Swift first performed "White Horse" at the 2008 American Music Awards on November 23; she donned a white evening gown and sang the song sitting on a floral-patterned couch. She again performed the song at a pre-awards concert for nominees of the 51st Annual Grammy Awards, which was held on December 3, 2008, at the Nokia Theatre in Los Angeles. At the concert, she was the only artist who performed her own song in addition to covering a song that had been inducted into the Grammy Hall of Fame: she sang a portion of Brenda Lee's "I'm Sorry" (1960) before singing "White Horse". In the Los Angeles Times, Ann Powers deemed Swift's rendition of "White Horse" the concert's best performance: "In that moment, Swift had it all: tabloid heat and a firm hold on her brand, along with songcraft and the well-contained charisma of a career artist."
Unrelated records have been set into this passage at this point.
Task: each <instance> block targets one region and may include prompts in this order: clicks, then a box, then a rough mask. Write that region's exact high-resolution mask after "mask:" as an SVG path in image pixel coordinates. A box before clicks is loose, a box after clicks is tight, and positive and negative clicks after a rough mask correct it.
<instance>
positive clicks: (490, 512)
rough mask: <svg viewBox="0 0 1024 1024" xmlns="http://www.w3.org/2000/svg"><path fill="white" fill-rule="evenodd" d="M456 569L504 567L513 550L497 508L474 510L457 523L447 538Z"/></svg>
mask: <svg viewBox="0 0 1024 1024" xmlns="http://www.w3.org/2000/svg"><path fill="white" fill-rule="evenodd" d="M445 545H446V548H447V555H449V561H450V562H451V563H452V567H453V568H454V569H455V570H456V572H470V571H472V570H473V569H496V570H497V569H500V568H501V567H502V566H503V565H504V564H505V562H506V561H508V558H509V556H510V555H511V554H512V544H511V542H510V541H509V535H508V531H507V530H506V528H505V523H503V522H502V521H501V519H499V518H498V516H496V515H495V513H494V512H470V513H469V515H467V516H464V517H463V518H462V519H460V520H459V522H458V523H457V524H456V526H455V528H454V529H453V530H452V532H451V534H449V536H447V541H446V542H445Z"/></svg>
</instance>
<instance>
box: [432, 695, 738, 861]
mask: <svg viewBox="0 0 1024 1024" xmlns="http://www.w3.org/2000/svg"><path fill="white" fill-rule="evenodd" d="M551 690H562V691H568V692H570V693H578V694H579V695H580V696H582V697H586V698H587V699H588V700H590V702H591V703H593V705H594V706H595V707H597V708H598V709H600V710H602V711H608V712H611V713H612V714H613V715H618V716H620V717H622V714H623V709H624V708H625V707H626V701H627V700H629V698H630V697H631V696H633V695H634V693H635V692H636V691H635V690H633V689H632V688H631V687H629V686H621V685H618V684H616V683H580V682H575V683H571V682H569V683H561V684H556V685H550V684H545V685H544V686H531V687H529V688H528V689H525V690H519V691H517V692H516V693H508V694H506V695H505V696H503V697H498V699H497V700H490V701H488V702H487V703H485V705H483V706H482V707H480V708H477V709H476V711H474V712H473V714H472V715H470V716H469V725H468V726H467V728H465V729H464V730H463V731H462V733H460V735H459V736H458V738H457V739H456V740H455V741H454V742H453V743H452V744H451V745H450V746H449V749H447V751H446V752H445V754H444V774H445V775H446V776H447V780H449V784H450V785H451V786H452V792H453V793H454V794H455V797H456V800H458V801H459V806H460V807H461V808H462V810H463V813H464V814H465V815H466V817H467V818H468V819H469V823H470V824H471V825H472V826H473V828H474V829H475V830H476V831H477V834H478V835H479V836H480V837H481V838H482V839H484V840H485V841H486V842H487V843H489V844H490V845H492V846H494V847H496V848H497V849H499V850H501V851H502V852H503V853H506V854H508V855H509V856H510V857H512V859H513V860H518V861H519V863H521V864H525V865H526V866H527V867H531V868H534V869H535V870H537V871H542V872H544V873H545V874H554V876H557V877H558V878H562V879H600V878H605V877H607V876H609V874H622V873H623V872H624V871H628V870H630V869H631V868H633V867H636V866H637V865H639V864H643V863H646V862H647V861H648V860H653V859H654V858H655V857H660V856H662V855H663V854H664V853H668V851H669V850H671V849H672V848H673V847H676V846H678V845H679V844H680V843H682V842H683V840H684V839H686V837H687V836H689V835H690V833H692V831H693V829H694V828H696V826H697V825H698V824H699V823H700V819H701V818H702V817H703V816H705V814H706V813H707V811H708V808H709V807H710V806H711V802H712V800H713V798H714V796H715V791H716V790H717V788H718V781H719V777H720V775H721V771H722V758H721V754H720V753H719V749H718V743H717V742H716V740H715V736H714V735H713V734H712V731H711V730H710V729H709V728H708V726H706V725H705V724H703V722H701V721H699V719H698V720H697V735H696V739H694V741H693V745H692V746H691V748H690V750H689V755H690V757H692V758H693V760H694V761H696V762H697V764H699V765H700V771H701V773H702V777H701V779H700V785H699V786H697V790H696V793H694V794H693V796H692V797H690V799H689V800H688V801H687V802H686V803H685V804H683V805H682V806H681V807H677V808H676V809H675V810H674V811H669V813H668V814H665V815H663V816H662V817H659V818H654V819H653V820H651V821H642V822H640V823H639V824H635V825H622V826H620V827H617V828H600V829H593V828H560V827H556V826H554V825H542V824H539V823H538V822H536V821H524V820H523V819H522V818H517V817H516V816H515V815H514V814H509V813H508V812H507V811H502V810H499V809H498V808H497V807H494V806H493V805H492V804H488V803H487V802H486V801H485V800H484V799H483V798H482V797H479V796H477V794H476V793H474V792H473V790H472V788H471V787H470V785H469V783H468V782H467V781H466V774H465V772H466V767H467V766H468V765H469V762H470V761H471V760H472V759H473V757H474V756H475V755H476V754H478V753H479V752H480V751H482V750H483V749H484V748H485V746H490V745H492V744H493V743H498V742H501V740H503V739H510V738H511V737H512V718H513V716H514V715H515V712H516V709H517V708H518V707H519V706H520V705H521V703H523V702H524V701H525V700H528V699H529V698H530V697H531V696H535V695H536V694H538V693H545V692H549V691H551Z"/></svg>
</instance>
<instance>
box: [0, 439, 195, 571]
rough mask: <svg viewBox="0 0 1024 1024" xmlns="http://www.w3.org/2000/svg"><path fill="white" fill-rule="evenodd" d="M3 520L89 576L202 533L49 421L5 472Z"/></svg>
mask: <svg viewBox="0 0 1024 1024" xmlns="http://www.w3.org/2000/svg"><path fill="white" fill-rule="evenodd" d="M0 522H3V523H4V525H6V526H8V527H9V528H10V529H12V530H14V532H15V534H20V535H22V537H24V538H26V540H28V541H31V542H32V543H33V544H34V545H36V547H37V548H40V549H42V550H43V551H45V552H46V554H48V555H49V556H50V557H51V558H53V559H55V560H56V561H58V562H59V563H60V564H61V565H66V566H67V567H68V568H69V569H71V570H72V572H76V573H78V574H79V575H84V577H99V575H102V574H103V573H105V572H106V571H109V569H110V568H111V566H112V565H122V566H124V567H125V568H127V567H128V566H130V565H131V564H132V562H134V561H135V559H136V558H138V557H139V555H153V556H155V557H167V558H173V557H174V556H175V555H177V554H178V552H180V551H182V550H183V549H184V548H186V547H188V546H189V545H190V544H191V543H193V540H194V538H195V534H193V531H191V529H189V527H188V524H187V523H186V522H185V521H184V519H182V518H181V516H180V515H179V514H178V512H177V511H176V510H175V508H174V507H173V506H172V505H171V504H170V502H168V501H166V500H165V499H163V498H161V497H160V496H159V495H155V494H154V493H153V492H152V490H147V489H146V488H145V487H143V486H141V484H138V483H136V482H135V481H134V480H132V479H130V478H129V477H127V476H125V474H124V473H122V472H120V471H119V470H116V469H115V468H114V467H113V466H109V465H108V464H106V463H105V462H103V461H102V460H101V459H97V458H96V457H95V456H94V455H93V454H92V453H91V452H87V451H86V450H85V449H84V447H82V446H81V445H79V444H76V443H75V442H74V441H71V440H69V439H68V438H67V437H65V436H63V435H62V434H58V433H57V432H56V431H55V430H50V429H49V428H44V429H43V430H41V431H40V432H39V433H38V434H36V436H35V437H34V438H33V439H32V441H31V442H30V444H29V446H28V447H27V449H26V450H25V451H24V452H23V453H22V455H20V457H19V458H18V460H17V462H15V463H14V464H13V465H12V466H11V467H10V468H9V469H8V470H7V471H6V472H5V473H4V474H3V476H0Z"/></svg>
"White Horse" was part of the set lists for Swift's 2009 headline festival performances including Houston Livestock Show and Rodeo, the Florida Strawberry Festival, and Craven Country Jamboree. She also performed "White Horse" live at her Australian concert debut at the Tivoli in Brisbane on March 5, 2009, and on a November 2010 episode of Dancing with the Stars. Swift included "White Horse" in the set list of her first headlining concert tour, the Fearless Tour (2009–2010), where she performed the song by herself on an acoustic guitar. At the Los Angeles concert on May 22, 2009, she sang "White Horse" in a duet with the singer-songwriter John Mayer.

On her later tours, Swift performed the song as a surprise number not part of the regular setlist on select dates. She sang it at the Red Tour concert in Edmonton, June 2013, the 1989 World Tour concert in Los Angeles, August 2015, and the Reputation Stadium Tour concert in Arlington, October 2018. On the Eras Tour, Swift performed "White Horse" as a "surprise song" in Las Vegas, March 2023, and in Sydney (as a mashup with "Coney Island", with Sabrina Carpenter), February 2024.

==Personnel==
"White Horse" (2008)
- Chad Carlson – recording engineer
- Nathan Chapman – producer
- Taylor Swift – producer
- Steve Blackmon – assistant mixer
- Justin Niebank – mixer
"White Horse (Taylor's Version)" (2021)

- Christopher Rowe – vocals engineer, producer
- Taylor Swift – producer, lead vocals
- David Payne – recording engineer
- Derek Garten – additional engineer
- John Hanes – engineer
- Lowell Reynolds – assistant recording engineer, additional engineer
- Serban Ghenea – mixing
- Mike Meadows – acoustic guitar, background vocals
- Amos Heller – bass guitar
- Matt Billingslea – drums
- Paul Sidoti – piano
- Jonathan Yudkin – strings

==Charts==

=== Weekly charts ===

Weekly chart performance
| Chart (2008–2009) | Peak position |
|---|---|
| Australia (ARIA) | 41 |
| Canada Hot 100 (Billboard) | 43 |
| Canada Country (Billboard) | 5 |
| UK Singles (Official Charts) | 60 |
| US Billboard Hot 100 | 13 |
| US Hot Country Songs (Billboard) | 2 |
| US Pop 100 (Billboard) | 23 |

Weekly chart performance for "Taylor's Version"
| Chart (2021) | Peak position |
|---|---|
| Australia (ARIA) | 99 |
| Canada (Canadian Hot 100) | 72 |
| Global 200 (Billboard) | 111 |
| US Bubbling Under Hot 100 (Billboard) | 2 |
| US Hot Country Songs (Billboard) | 29 |

=== Year-end charts ===

Year-end chart performance
| Chart (2009) | Position |
|---|---|
| US Billboard Hot 100 | 76 |
| US Hot Country Songs (Billboard) | 27 |

==Certifications==

Certifications
| Region | Certification | Certified units/sales |
| Australia (ARIA) | Platinum | 70,000^{‡} |
| Australia (ARIA) "Taylor's Version" | Gold | 35,000^{‡} |
| Canada (Music Canada) | Gold | 40,000^{*} |
| United States (RIAA) | 2× Platinum | 2,000,000^{‡} |
^{*} Sales figures based on certification alone. ^{‡} Sales+streaming figures based on certification alone.